Because she is fairly active on Facebook, I can look at her pictures and know how she is living her life. She looks pretty much the same, although older, and she can also look at my pictures and see that my hair is white and what I look like these days, too. The entire internet phenomenon has occurred since we last lived together, when nobody had ever heard of a website or a smartphone. Now they are as much a part of my life as breathing. And here I am, writing about all this on my laptop before dawn on a blog that will be reaching myriad places in the blogosphere as soon as I publish it!

The connections that have been created by the World Wide Web astound me, when I sit here and think about it. Since I started to write this a short while ago, I have searched online for the website of the Chihuly Glass Museum and found out how to get there, how much it will cost, and a little background (it's only been around since 2012). Then I went looking for a link to the Mott Intern Program and sure enough, there was plenty about it and how it's evolved since 1970. When I began to think about my years with her father, I knew that I had written about it on this blog, so I searched internally for the post, and there it was. And just a few minutes ago I wanted to be sure I was using the word "myriad" correctly, so I clicked on the Dictionary app on my desktop.

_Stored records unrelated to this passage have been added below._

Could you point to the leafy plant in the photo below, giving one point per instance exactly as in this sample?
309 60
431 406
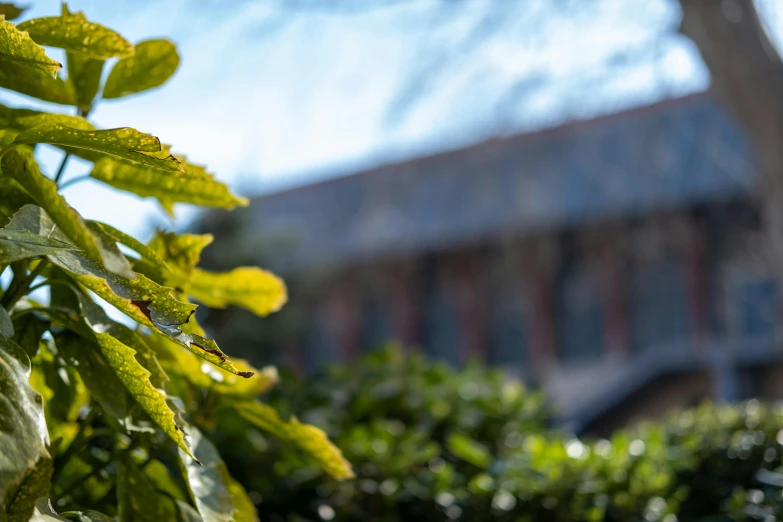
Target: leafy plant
430 442
100 418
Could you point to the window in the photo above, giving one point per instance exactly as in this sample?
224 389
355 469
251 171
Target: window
439 316
659 305
508 329
758 308
376 322
581 315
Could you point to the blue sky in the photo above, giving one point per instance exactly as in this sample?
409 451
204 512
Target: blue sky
267 106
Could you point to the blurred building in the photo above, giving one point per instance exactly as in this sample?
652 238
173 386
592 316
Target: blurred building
616 262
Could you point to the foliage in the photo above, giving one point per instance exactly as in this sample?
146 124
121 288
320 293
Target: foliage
100 418
432 443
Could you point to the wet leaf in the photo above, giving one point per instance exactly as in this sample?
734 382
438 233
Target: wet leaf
12 198
180 251
36 83
15 246
62 389
84 73
24 122
21 164
245 510
153 62
125 142
6 326
17 47
28 329
309 439
190 368
23 435
43 512
95 372
94 516
468 450
34 486
251 288
74 33
166 188
121 368
172 257
147 253
137 499
159 475
217 496
11 11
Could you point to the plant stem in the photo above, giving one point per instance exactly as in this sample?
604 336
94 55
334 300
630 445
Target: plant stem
61 170
23 288
77 441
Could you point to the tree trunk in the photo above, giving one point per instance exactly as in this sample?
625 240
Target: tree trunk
747 76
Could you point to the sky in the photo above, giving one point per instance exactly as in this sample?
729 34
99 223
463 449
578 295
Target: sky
270 99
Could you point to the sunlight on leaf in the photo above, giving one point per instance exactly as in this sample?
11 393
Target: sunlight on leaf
21 164
75 33
11 11
17 47
309 439
153 62
166 188
217 496
251 288
125 142
23 435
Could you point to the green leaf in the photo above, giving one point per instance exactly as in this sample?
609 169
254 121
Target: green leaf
309 439
43 512
161 478
23 435
11 11
171 257
96 373
17 47
251 288
12 198
179 363
28 329
20 164
180 251
62 389
143 250
84 73
22 121
34 486
15 246
94 516
75 33
187 513
217 496
137 499
123 364
6 325
145 302
36 83
153 62
125 142
166 188
469 450
245 510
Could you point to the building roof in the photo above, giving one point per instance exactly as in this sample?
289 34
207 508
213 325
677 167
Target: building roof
673 153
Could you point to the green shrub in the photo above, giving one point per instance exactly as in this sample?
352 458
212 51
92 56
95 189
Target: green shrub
432 443
94 414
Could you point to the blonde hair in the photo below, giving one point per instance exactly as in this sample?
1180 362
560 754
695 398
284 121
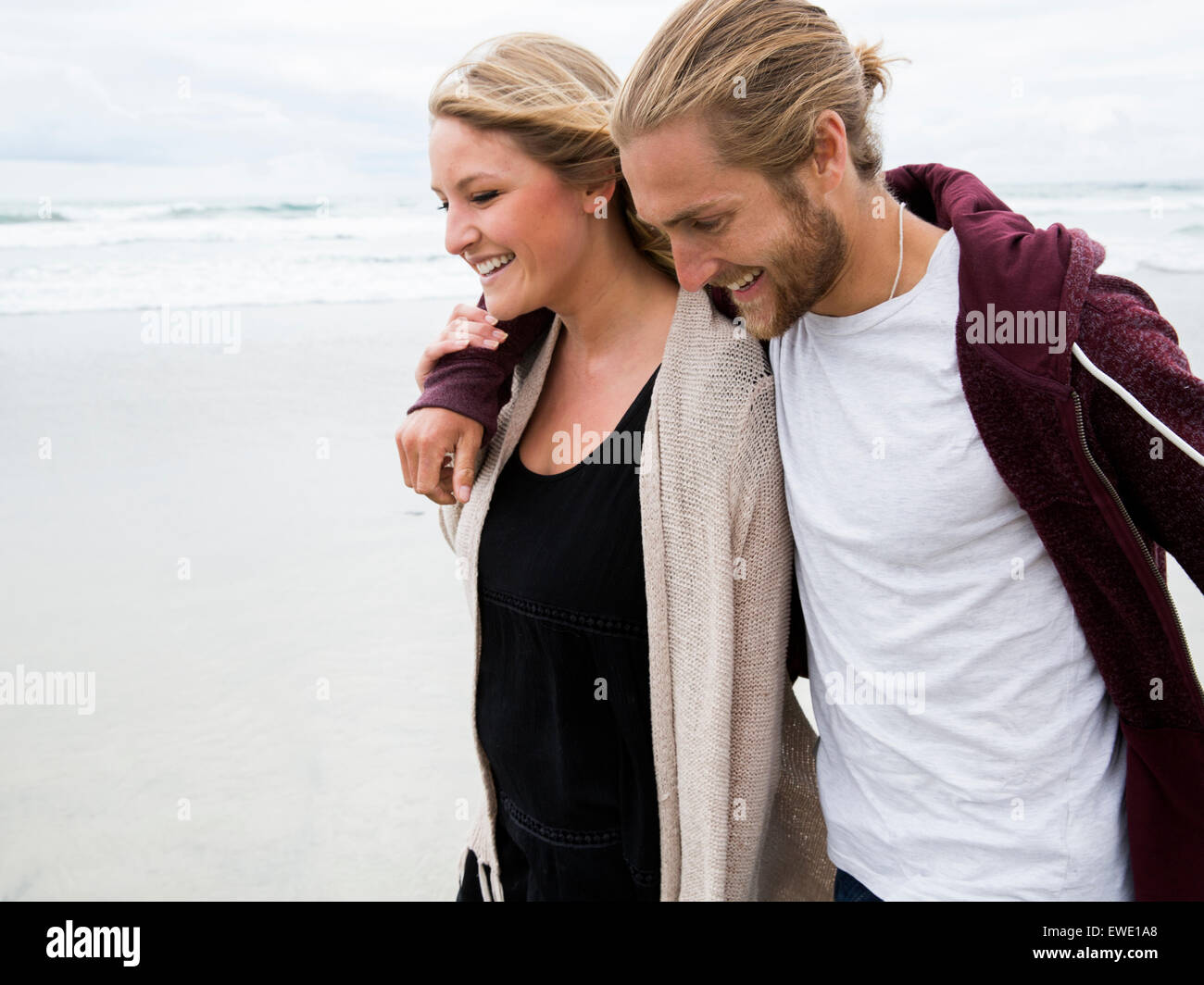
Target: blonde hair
554 99
759 72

But even with all these amazing connections, the one that I could never have predicted and is the most important of all, is the community of bloggers. Although this is a virtual community, it is no less important and significant than those other social networks I have created in my daily life. Five fellow bloggers and I have also started getting together in the flesh once a year in October, thanks to one of us who is a champion organizer. We've done this three years in a row, and now it's a tradition, something we all look forward to. All because of blogging.

I feel a strong connection to many who comment here and tell me of their lives. I always visit the website if they are someone I don't recognize, and if I also feel a connection, I begin to follow them. I use The Old Reader to keep track of who has posted since I last checked. I think I follow around a hundred blogs, and fortunately for me, not everyone posts daily, or even weekly. The posting habits of my favorite bloggers varies, but I certainly see them as an important part of my community life, agonizing over their illnesses and tragedies, and celebrating with them over their triumphs and happy events. Just this morning one of my blogging buddies wrote a long post about the 45 books she read last year. That's a LOT of books, and I immediately went over to my library website and put a hold on one of them that sounds good. Once the book is available, the library will send me a notice and I'll pick it up. That way, I don't have to buy a book that I will probably only read once.

Yes, much has changed in our lives in the past decade. Just seeing someone in the flesh that I haven't seen in at least two decades will be a thrill, and you know I will have my cellphone camera and my regular one as well to capture the event. Although I don't know exactly what to expect from my excursion to Seattle tomorrow, I know it will be a good way to start the new year, with new connections and old merging together. I do hope that the coming week will bring you, my dear readers, some new beginnings as well. Until we meet again, I wish you and yours all happiness.